Don't live in the kingdom of nouns

Specifically, I want to allocate memory on device for floats in class constructor and then deallocate it in destructor.

I'm not sure you really want to do that. You seem to be taking a more Java-esque approach, in which everything you do is noun-centric, ie classes are used for everything: You don't solve equations, you have an "equation solver". You don't "do X", you have an "XDoer" class etc. Why not just have a (templated) function which solves an ODE system, returning the solution?

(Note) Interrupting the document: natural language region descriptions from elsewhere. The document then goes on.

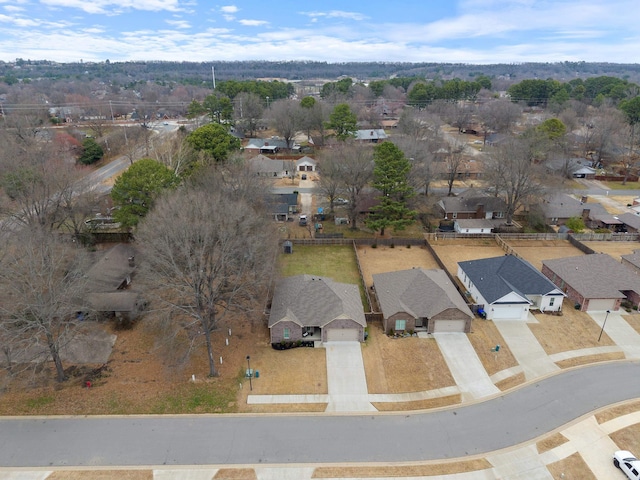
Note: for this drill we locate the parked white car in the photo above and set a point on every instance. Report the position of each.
(630, 465)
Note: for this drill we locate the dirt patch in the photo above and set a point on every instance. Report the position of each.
(511, 382)
(551, 442)
(236, 474)
(535, 251)
(590, 359)
(452, 251)
(628, 438)
(484, 337)
(385, 259)
(573, 466)
(401, 365)
(101, 475)
(402, 471)
(418, 404)
(574, 330)
(618, 411)
(615, 249)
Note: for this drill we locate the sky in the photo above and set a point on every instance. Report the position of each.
(442, 31)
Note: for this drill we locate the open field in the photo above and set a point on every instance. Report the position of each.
(452, 251)
(385, 259)
(400, 365)
(535, 251)
(615, 249)
(573, 330)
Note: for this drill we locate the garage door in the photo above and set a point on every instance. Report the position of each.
(448, 326)
(342, 335)
(505, 312)
(600, 304)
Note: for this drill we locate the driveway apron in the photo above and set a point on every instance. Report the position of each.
(346, 379)
(465, 366)
(624, 335)
(525, 347)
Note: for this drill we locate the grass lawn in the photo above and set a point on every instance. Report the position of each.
(623, 186)
(337, 262)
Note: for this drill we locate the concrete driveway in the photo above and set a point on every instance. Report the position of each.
(347, 383)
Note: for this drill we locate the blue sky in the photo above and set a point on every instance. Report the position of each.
(467, 31)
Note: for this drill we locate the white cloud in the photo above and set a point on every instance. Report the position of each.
(335, 14)
(116, 6)
(253, 23)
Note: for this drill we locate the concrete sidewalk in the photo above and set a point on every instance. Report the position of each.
(525, 347)
(465, 366)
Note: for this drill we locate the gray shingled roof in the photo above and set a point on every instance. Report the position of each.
(312, 301)
(499, 276)
(631, 219)
(419, 292)
(595, 276)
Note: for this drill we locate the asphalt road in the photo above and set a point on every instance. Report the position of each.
(501, 422)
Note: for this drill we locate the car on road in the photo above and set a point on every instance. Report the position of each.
(630, 465)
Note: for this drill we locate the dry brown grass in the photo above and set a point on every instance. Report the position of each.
(573, 466)
(484, 336)
(535, 251)
(551, 442)
(404, 364)
(590, 359)
(628, 438)
(573, 330)
(614, 249)
(101, 475)
(633, 321)
(452, 251)
(402, 470)
(384, 259)
(618, 411)
(418, 404)
(236, 474)
(511, 382)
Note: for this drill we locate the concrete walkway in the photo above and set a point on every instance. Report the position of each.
(347, 383)
(525, 348)
(465, 366)
(624, 335)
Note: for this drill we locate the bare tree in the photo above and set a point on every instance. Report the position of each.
(515, 175)
(207, 254)
(285, 118)
(454, 160)
(43, 282)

Are you using your "solver" in any other way?

(this point is inspired by Steve Yegge's blog post, Execution in the Kingdom of Nouns .)

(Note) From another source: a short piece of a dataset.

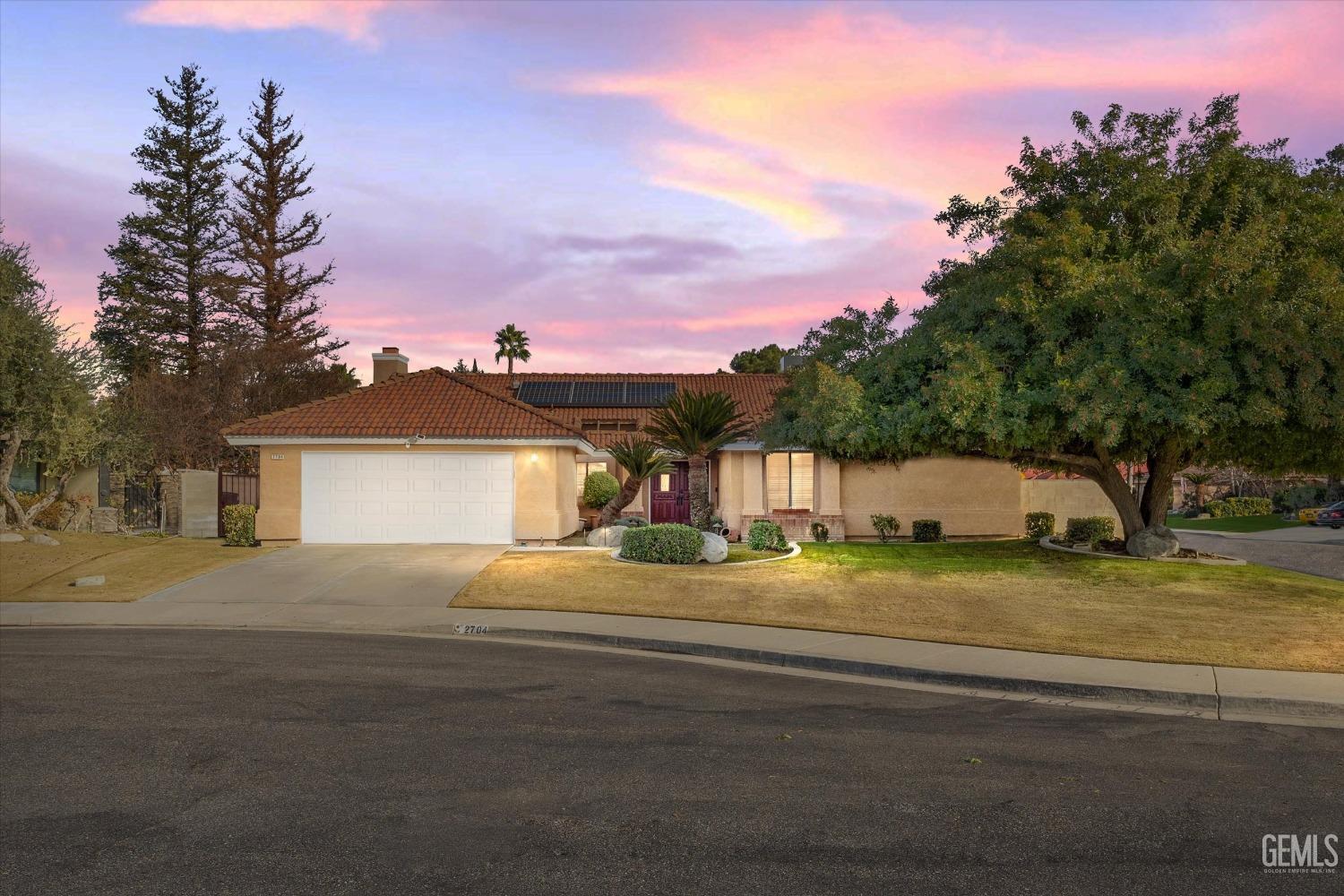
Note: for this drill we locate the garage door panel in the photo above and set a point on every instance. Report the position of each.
(370, 497)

Try to avoid allocating and de-allocating yourself

In well-written modern C++, we try to avoid direct, manual allocation of memory (that's a link to the C++ Core Programming Guidelines by the way). Now, it's true that you free your memory with the destructor, so it's not all that bad, but I'd really consider using std::unique_ptr on the host and something equivalent on the device (like cuda::memory::unique_ptr from my Modern-C++ CUDA API wrapper cuda-api-wrappers library); or a GPU-oriented container class like thrust 's device vector.

Check for errors

You really must check for errors after you call CUDA API functions. And this is doubly necessary after you launch a kernel. When you call a C++ standard library code, it throws an exception on error; CUDA's runtime API is C-like, and doesn't know about exceptions. It will just fail and set some error variable you need to check.

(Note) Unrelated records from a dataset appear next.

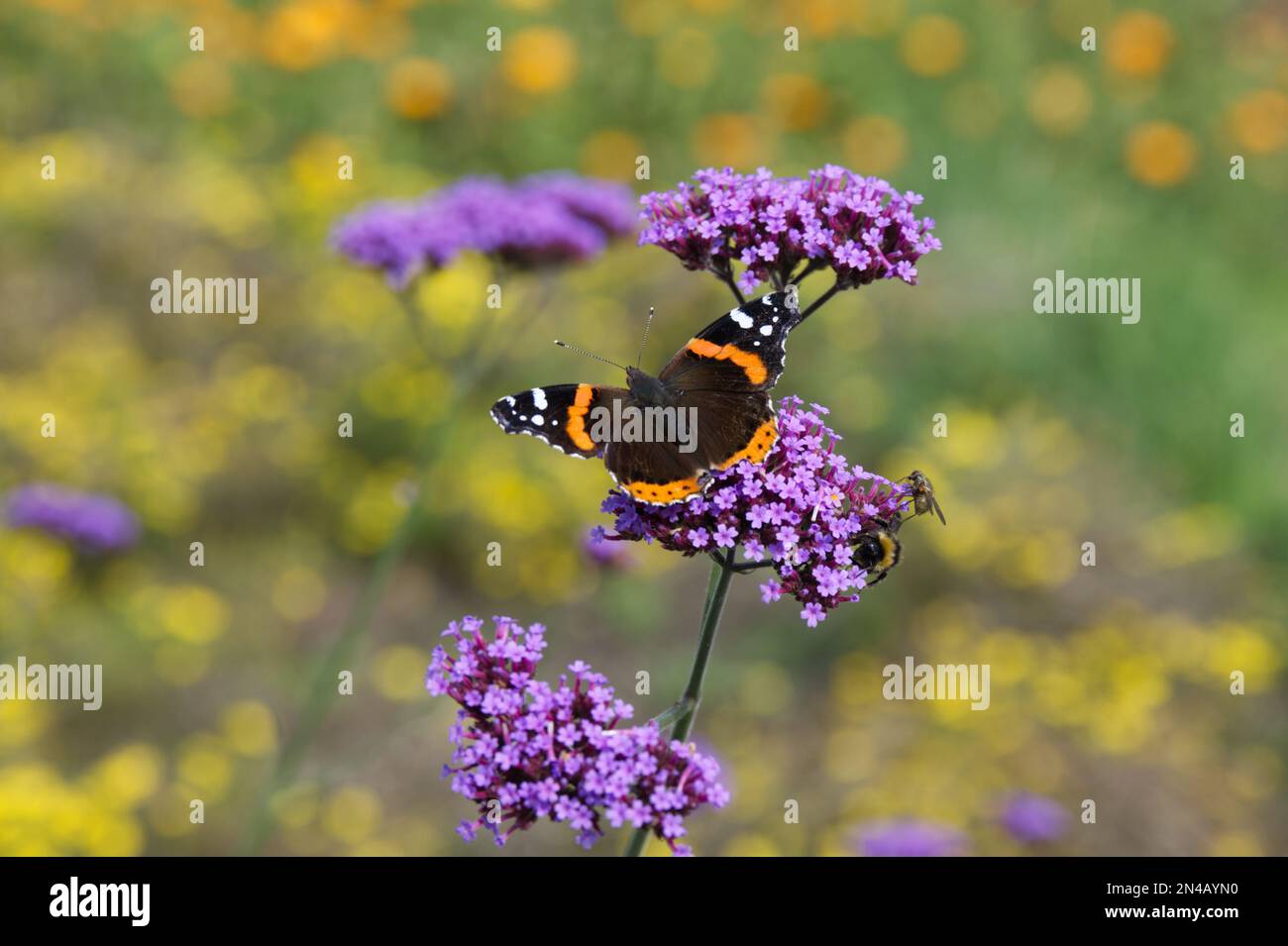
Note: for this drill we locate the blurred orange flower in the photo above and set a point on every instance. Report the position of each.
(730, 141)
(1260, 121)
(1059, 102)
(304, 34)
(874, 145)
(932, 46)
(540, 59)
(419, 89)
(795, 99)
(1138, 44)
(1159, 154)
(610, 155)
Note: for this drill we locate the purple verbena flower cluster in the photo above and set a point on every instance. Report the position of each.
(803, 508)
(780, 228)
(1033, 819)
(91, 521)
(544, 219)
(528, 751)
(910, 838)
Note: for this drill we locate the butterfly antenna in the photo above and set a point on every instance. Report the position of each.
(584, 352)
(647, 326)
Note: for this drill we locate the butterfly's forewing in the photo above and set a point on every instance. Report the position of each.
(742, 351)
(559, 415)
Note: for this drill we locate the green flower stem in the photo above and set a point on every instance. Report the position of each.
(322, 688)
(686, 710)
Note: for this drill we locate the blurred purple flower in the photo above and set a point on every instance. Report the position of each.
(93, 521)
(803, 508)
(780, 228)
(911, 838)
(1033, 819)
(528, 751)
(605, 553)
(545, 219)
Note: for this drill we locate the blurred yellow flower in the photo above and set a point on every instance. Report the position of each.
(687, 58)
(180, 665)
(201, 88)
(610, 155)
(352, 815)
(1138, 44)
(728, 139)
(1159, 154)
(973, 110)
(129, 775)
(874, 145)
(932, 46)
(399, 672)
(192, 613)
(205, 765)
(540, 59)
(1059, 100)
(299, 593)
(1260, 121)
(296, 806)
(303, 34)
(1190, 536)
(22, 721)
(649, 17)
(249, 727)
(795, 100)
(419, 89)
(874, 17)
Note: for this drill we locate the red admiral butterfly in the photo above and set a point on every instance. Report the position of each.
(721, 377)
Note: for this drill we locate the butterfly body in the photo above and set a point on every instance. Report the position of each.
(715, 390)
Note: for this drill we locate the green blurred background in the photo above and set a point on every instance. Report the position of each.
(1109, 683)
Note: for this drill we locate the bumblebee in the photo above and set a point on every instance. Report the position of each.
(877, 550)
(922, 495)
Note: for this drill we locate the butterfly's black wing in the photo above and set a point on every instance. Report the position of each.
(656, 473)
(742, 351)
(725, 373)
(558, 415)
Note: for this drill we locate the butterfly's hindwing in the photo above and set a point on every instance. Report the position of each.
(655, 473)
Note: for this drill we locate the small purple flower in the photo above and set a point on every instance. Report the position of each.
(606, 553)
(540, 220)
(910, 838)
(94, 523)
(527, 751)
(1033, 819)
(804, 508)
(780, 228)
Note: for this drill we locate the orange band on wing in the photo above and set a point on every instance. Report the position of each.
(662, 493)
(746, 361)
(576, 425)
(764, 438)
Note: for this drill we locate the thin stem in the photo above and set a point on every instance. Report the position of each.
(322, 687)
(686, 710)
(417, 328)
(726, 277)
(818, 302)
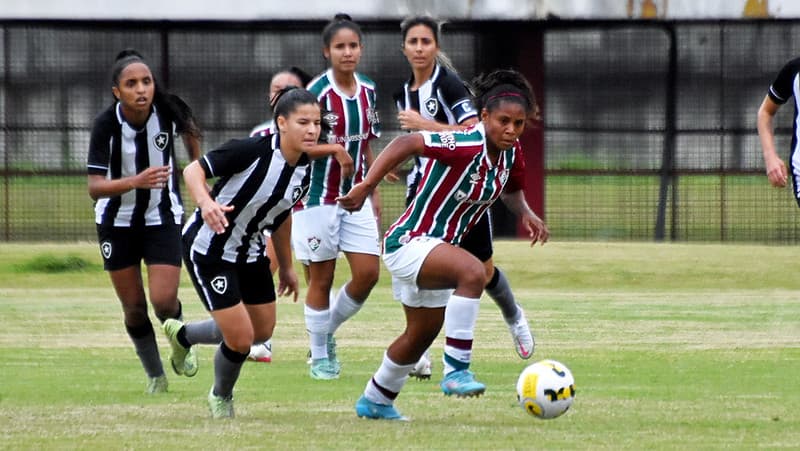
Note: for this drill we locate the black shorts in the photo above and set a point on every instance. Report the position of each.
(478, 241)
(221, 284)
(122, 247)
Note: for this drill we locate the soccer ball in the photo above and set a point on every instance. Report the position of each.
(546, 389)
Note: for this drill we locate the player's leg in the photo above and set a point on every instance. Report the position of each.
(451, 267)
(122, 260)
(478, 242)
(261, 351)
(130, 291)
(315, 241)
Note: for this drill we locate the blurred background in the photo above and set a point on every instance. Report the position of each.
(648, 107)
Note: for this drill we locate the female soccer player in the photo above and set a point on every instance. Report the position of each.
(435, 99)
(260, 180)
(293, 76)
(138, 209)
(468, 172)
(783, 88)
(321, 228)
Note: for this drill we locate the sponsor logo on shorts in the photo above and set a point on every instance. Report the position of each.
(331, 118)
(503, 176)
(161, 140)
(448, 140)
(105, 248)
(372, 115)
(219, 284)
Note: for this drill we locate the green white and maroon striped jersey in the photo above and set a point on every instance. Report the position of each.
(459, 183)
(354, 121)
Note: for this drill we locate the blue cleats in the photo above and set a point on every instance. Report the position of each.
(368, 409)
(462, 383)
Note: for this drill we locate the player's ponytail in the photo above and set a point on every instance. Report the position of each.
(164, 101)
(340, 21)
(503, 85)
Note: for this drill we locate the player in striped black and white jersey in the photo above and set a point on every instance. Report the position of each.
(321, 228)
(260, 179)
(468, 171)
(293, 76)
(785, 86)
(138, 209)
(436, 99)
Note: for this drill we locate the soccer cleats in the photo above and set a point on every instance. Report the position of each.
(323, 369)
(368, 409)
(521, 334)
(156, 384)
(422, 370)
(183, 360)
(261, 352)
(462, 383)
(220, 407)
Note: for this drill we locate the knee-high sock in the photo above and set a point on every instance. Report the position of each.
(144, 341)
(500, 291)
(387, 382)
(459, 325)
(227, 366)
(201, 332)
(317, 327)
(342, 309)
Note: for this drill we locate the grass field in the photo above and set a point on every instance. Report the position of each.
(672, 347)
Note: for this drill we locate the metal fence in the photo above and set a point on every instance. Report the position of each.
(649, 127)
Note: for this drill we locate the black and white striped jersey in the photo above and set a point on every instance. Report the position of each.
(261, 186)
(117, 150)
(443, 98)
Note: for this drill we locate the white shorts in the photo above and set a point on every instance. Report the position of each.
(404, 265)
(319, 233)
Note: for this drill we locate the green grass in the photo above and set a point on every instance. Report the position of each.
(673, 346)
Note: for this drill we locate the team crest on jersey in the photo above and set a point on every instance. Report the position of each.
(161, 140)
(331, 118)
(297, 193)
(105, 248)
(432, 106)
(219, 284)
(372, 115)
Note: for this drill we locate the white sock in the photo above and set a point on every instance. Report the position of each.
(387, 382)
(342, 309)
(460, 316)
(317, 327)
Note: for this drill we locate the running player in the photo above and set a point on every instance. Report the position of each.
(293, 76)
(138, 208)
(436, 99)
(468, 172)
(260, 180)
(321, 228)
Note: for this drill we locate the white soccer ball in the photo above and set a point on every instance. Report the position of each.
(546, 389)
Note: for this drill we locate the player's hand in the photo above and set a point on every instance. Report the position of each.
(154, 177)
(345, 161)
(536, 228)
(776, 172)
(354, 200)
(287, 283)
(214, 215)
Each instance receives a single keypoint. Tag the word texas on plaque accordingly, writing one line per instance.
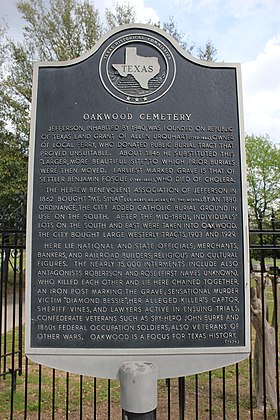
(137, 223)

So, either you write error checks, like in the vectorAdd() sample I linked to above, or you get some library to exhibit more standard-library-like behavior. cuda-api-wrappers and thrust will both do that - on different levels of abstraction; and so will other libraries/frameworks.

Answer 2

You need an array on the host side and one on the device side.

Initialize the host array, then copy it to the device array with cudaMemcpy . The destruction has to be done on the host side again.

An alternative would be to initialize the array from the device, you would need to put __device__ in front of your constructor, then just use malloc .

Answer 3

You can not dereference pointer to device memory in host code:

__host__ ode(int n)
{
    cudaMalloc((void**)&nn,sizeof(int));
    *nn=n; // !!! ERROR
    cudaMalloc((void**)&eps,sizeof(float));
    size_t size=sizeof(float)*n;
    cudaMalloc((void**)&d,size);
}

You will have to copy the values with cudaMemcpy. (Or use the parameters of a __global__ function.)